The "interface" is not the way (preferred or not) to support alternative
implementations. As was already said, this is done with (abstract or not)
classes which an alternative implementation can inherit from.
Rather, the (Java) "interface" is supposed to represent the abstraction
(from the "real" world object) of everything that is needed to interact with
that object (i.e. its interface). It makes it possible to treat different
objects on a equal footing (from the caller's point-of-view).
But you all know that...

So what's the problem? Is it the binary compatibility, again? This is a
configuration management issue. When the compatibility is broken, you change
the major version number and/or the base package name. That was settled, or
not?
It would be a pity to sacrifice a tool aimed at improving the design because
of such considerations as keeping backward compatibility with versions that
nobody here is going to support.
If some user is happy with version "M.m", he can use it forever. If he wants
to use a newer version "N.n", he should not expect it to be compatible. It
does not have to be! Non-compatible modifications are not performed out of
some urge for change but stem from the desire to get a better product, bits
by bits.

Yes, it's not easy to get the interfaces right; so what? If you find that
you can improve the design, you do it and bump the major verion number.
As someone pointed out, it's not as if we'll run out of numbers.

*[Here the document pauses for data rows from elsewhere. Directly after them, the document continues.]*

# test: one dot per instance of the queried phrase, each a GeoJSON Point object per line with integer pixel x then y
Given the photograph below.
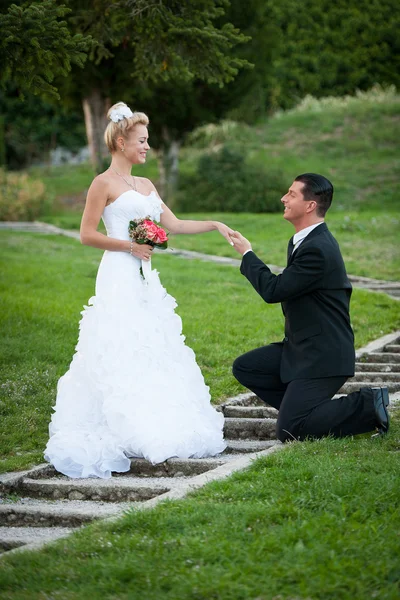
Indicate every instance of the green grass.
{"type": "Point", "coordinates": [47, 279]}
{"type": "Point", "coordinates": [318, 520]}
{"type": "Point", "coordinates": [353, 142]}
{"type": "Point", "coordinates": [67, 181]}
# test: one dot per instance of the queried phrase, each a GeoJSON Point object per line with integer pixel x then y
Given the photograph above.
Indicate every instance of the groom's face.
{"type": "Point", "coordinates": [294, 203]}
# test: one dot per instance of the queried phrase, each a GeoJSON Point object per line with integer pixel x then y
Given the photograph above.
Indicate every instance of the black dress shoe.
{"type": "Point", "coordinates": [380, 398]}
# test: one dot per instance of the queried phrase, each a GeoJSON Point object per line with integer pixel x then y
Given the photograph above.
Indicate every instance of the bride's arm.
{"type": "Point", "coordinates": [177, 226]}
{"type": "Point", "coordinates": [95, 202]}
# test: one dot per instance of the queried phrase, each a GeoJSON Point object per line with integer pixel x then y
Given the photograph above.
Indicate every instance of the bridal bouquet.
{"type": "Point", "coordinates": [145, 231]}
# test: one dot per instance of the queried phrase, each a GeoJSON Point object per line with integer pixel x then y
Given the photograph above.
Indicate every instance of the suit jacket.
{"type": "Point", "coordinates": [314, 292]}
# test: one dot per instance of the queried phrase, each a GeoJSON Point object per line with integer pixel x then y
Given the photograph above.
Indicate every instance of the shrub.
{"type": "Point", "coordinates": [224, 182]}
{"type": "Point", "coordinates": [21, 197]}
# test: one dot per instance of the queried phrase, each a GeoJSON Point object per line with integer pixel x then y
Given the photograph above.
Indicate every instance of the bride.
{"type": "Point", "coordinates": [133, 388]}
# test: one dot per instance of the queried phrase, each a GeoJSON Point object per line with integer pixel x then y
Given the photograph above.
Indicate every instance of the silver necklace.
{"type": "Point", "coordinates": [132, 185]}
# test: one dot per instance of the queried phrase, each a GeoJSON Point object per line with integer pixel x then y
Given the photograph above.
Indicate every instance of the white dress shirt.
{"type": "Point", "coordinates": [301, 235]}
{"type": "Point", "coordinates": [297, 238]}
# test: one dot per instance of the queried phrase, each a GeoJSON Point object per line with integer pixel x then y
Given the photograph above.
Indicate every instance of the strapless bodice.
{"type": "Point", "coordinates": [128, 206]}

Part of the real problem (as shown by the amazing amount of done and undone
work for 2.2) is that you (collectively) want to do too many things at the
same time (lots of changes *and* few releases). To be clear, the problem is
not the "lots of changes" part (which you would like to "solve" by vetoing
future compatibility-breaking improvements). Note that the following is not
a criticism of CM (which has many features etc.) but some of the code that
I've seen (in the parts which I've more closely looked at) do not make me
think that it is mature enough that one can say "That's it!" and stick with
the design forever.
Again, all this (e.g. removing duplicate code and refactoring the design)
can be considered unimportant and swept under the carpet but IMO *any*
cleanup is good as it will contribute to the overall robustness and
maintainability.
Half-baked design will continue to itch.